The spike in the natural gas price on the right side of the original chart was not due to the gas becoming more energy rich but because the Russian invasion of Ukraine had quite suddenly made it less available.
This is why I can't take the energy efficiency/economic arguments against hydrogen seriously. They surely don't understand the market dynamics, or that producers do not control prices unless they have a monopoly or are part of a cartel.
As for upstream economic viability of hydrogen production and operator margins... I think we can let them worry about that because they seem to be pretty good at making money.

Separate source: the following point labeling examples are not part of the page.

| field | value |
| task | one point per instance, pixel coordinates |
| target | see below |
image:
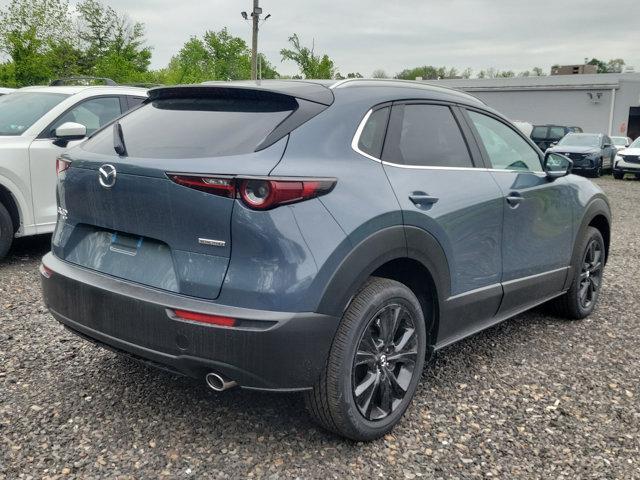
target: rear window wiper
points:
(118, 140)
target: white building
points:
(601, 103)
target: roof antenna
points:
(118, 140)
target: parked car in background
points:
(628, 161)
(323, 237)
(37, 124)
(591, 153)
(546, 135)
(524, 127)
(621, 142)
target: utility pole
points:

Besides, as consumers we don't currently base our buying choices on company margins or energetic costs. When you go to Sainsbury's to pick up your ration of tomatoes do you consider the energy that went into them? Do you select such produce on the basis of whether or not they were grown on a Spanish vine or in a UK hothouse? Do you chose anything based on the energy cost of production or are you looking at the price tag like most people?
If you simply don't trust energy companies you are still on the hook. How could the absence of heating competition be good for domestic electricity bills? Isn't it worth considering that the commodification of hydrogen might be the very thing to prevent you from being trapped in an energy monopoly?
Pricing on the Floor
The immediate trading floor valuations result from fallible opinion, but since that opinion effectively emerges from markets and also feeds forward into them, they create the reality. No matter how right or wrong the market is about value, what it is prepared to pay is dominated by availability, to the exclusion of all other considerations of value; at least within existing market constructs.
In SE E2/4: The Hidden Dimensions of Value, I will start to outline what I think is wrong with our evaluation of energy options. In the meantime we can positively value what we want but also negatively value what we don't by the choices we make, or rather, by the ones we don't throw away. How else can the markets get the message? The demand signal is in the only language they understand.
This is the first in a four part series (series 2) that I will put up over the next few days. This first part makes the case that energy content and pricing are entirely decoupled to the extent there is no fixed relationship between different feedstocks.